Assume a square Euler column (slender column) is supporting a load on the centerline of the column. This implies careful and theoretically unobtainable control of the load location. If the dimensions of the column and the load shrink linearly, the resulting analysis shows the strength to weight ratio of the column increases. This is why a small insect can survive a drop onto its legs from a height many times the size of the insect and large animals can not. The analysis shows that the strength to weight ratio goes up linearly as the dimensions decrease. For a 100-fold reduction in size, the structure gets 100-times stronger.

A cantilever beam is often found used a structural component in microsystem applications. Assuming the beam has a rigid constraint, and an end-load of a fixed magnitude, then the strength of the beam becomes small very quickly. The stress induced in the beam by the force increases as one over the square of the characteristic dimension. A shrinking of 10 causes a 100-fold increase in the induced stress. Similarly, if the induced stress is to remain the same (a more logical approach), then the force acting on the beam must decrease as the square of the characteristic dimension.

Microdevices are often subject to extreme thermal environments or are designed to produce a high temperature with a small response time. For a volume, as the characteristic dimension is decreased the ratio of the surface area to the volume becomes large. This means the ability to transfer (absorb and/or release) heat relative to the ability to store heat, is large. Therefore heat transfer between working fluids is high. Additionally, if the volume is heated internally or externally, the heat will dissipate very quickly giving a rapid response. The large surface area to volume ratio is also important for phenomena such as surface tension, capacitance, and other attributes which are surface, rather than volume, related.

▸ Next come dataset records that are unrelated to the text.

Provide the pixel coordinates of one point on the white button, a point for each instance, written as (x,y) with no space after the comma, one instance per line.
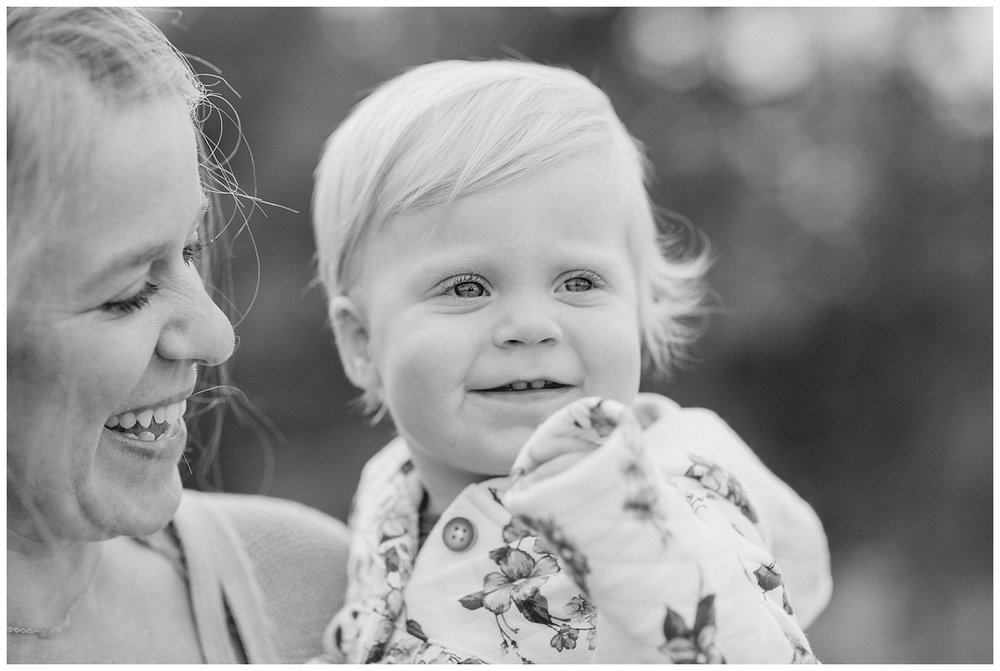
(459,534)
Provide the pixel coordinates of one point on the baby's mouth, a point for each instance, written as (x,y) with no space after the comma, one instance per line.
(526,385)
(147,425)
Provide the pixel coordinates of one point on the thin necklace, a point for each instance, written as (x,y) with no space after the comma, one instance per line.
(49,632)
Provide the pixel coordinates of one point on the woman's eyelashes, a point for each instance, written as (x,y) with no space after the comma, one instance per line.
(135,302)
(190,253)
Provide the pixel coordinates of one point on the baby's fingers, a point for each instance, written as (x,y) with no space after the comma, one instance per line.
(576,430)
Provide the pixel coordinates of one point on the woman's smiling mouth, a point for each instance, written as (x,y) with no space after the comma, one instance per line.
(148,425)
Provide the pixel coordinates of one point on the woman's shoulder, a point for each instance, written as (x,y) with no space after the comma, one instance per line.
(266,522)
(297,554)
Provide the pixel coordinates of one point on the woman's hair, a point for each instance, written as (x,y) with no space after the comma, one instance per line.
(67,69)
(450,129)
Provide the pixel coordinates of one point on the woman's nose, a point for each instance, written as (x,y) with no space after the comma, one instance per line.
(527,324)
(197,330)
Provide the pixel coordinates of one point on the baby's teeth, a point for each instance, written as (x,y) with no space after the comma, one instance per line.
(144,417)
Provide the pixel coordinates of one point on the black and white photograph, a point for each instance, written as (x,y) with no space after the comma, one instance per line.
(507,335)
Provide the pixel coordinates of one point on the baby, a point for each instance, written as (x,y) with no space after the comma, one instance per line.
(496,284)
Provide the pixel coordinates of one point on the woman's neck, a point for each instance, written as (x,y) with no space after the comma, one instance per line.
(46,578)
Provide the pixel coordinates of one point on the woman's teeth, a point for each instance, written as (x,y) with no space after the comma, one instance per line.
(149,424)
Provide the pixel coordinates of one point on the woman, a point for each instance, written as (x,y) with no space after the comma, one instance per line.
(108,324)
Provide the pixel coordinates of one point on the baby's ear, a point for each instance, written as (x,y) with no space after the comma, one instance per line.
(351,332)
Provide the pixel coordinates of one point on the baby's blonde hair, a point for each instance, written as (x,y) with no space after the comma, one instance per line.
(450,129)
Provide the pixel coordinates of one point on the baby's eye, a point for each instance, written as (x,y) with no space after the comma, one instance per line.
(469,290)
(578,284)
(466,286)
(584,280)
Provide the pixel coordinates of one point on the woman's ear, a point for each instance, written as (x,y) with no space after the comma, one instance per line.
(351,333)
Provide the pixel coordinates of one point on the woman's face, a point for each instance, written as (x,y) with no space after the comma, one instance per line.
(107,325)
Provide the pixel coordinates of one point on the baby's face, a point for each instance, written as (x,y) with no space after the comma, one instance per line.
(486,317)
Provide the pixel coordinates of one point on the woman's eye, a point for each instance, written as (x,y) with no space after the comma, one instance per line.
(192,251)
(132,303)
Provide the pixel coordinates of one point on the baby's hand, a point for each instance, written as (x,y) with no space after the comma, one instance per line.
(566,437)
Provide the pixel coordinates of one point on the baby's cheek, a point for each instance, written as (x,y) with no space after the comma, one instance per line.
(615,358)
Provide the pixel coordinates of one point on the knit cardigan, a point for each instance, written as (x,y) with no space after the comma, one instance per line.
(272,570)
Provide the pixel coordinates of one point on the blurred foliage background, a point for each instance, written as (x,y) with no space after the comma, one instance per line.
(840,163)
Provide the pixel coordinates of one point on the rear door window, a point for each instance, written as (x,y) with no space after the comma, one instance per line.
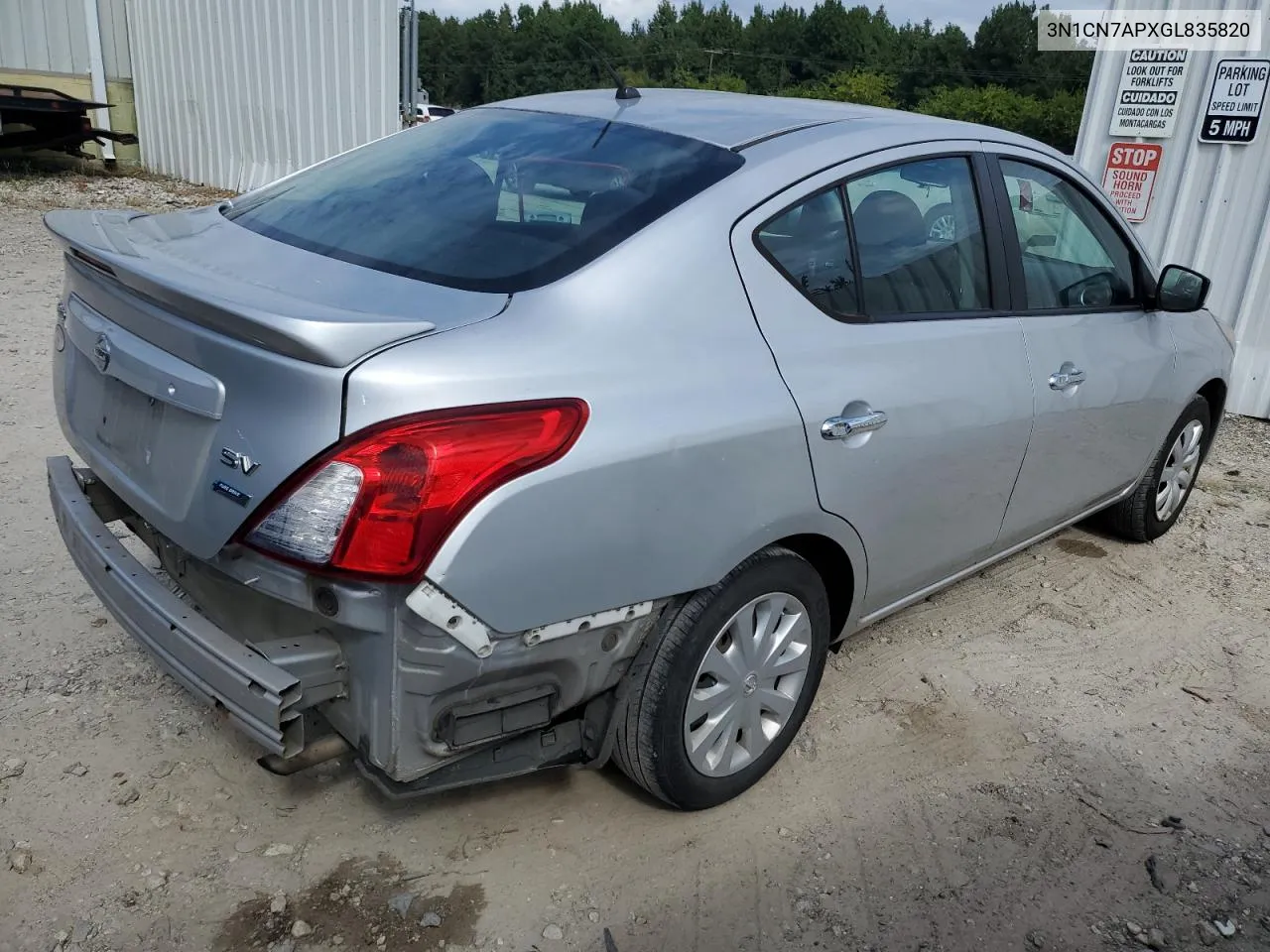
(920,239)
(811,246)
(495,199)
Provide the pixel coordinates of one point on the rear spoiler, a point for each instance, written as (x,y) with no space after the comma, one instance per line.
(118,245)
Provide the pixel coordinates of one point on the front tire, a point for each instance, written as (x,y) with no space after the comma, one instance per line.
(719,689)
(1159,499)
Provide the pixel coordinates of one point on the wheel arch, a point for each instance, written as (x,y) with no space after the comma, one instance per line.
(833,565)
(1214,393)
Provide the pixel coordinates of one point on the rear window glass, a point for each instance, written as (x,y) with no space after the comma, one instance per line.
(494,199)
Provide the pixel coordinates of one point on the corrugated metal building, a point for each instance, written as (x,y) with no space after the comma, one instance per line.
(46,44)
(238,93)
(229,93)
(1209,207)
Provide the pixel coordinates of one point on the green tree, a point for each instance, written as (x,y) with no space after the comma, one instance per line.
(860,86)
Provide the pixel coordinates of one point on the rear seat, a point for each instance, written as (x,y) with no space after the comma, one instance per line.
(902,270)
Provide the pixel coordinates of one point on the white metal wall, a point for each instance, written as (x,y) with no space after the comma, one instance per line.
(50,36)
(238,93)
(1210,207)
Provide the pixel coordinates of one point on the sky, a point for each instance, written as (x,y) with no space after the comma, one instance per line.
(964,13)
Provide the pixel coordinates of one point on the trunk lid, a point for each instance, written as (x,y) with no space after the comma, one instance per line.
(199,365)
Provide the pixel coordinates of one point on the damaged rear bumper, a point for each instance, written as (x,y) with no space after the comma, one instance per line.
(262,698)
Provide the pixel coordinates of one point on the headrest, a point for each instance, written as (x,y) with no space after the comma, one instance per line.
(889,218)
(604,207)
(458,188)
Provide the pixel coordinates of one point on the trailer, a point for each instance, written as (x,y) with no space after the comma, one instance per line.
(40,118)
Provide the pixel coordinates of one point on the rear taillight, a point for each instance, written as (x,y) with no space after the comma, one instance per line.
(381,503)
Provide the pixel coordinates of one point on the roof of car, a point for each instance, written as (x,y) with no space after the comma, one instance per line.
(728,119)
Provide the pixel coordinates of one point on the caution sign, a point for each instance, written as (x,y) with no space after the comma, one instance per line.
(1151,87)
(1234,103)
(1130,177)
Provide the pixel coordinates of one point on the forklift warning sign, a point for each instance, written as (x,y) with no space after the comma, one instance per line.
(1130,177)
(1151,87)
(1234,104)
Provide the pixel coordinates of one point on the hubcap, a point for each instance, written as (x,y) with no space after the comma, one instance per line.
(748,684)
(1179,471)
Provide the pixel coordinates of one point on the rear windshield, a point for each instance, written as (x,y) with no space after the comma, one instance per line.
(494,199)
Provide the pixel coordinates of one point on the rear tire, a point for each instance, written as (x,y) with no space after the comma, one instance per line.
(1160,498)
(702,757)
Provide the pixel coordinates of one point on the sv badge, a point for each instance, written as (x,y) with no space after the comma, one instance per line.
(239,461)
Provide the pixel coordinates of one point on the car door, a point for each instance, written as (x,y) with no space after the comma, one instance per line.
(1103,363)
(880,290)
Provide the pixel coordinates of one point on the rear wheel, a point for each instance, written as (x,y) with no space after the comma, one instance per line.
(720,688)
(942,223)
(1157,502)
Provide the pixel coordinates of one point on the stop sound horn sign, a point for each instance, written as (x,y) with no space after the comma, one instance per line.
(1130,177)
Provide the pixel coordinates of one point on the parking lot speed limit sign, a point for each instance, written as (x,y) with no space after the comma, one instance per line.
(1234,102)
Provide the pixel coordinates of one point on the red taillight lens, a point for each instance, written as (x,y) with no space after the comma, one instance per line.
(420,476)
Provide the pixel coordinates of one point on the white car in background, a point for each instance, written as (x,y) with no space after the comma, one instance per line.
(427,113)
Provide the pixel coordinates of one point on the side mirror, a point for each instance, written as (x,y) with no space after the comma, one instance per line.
(1182,289)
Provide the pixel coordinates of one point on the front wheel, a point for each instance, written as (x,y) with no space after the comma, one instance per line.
(721,685)
(1157,500)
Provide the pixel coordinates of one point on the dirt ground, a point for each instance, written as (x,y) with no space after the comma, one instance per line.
(992,770)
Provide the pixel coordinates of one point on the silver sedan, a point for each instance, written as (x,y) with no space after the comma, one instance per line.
(583,428)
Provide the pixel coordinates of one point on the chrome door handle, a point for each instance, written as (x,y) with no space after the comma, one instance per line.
(1066,379)
(843,426)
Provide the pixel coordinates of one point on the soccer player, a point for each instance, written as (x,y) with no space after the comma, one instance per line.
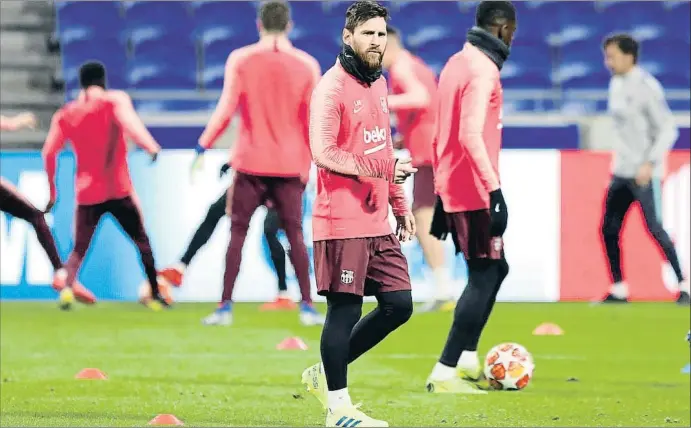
(413,99)
(13,203)
(646,132)
(470,205)
(355,251)
(174,274)
(269,83)
(96,124)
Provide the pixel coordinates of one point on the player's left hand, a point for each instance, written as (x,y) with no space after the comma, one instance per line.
(644,175)
(49,206)
(405,229)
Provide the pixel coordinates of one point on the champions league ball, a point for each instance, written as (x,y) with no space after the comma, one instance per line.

Assume a micro-component is for the purpose of supplying heat by way of resistive heating. The electrical power converted to heat within the component is a function of the material resistivity, the material volume, and the applied voltage. Assuming no losses (which is not a very good assumption given the previous example), then the resistive power will dictate the rate of temperature increase of the component. This rate of temperature increase is proportional to the reciprocal of the square of the characteristic dimension. This results in a rapid response to both heating and cooling.

Many other analyses can be performed for natural frequency of vibration, structural deflection, capacitance, and convection coefficient, for example and these analyses generally follow the same approach shown.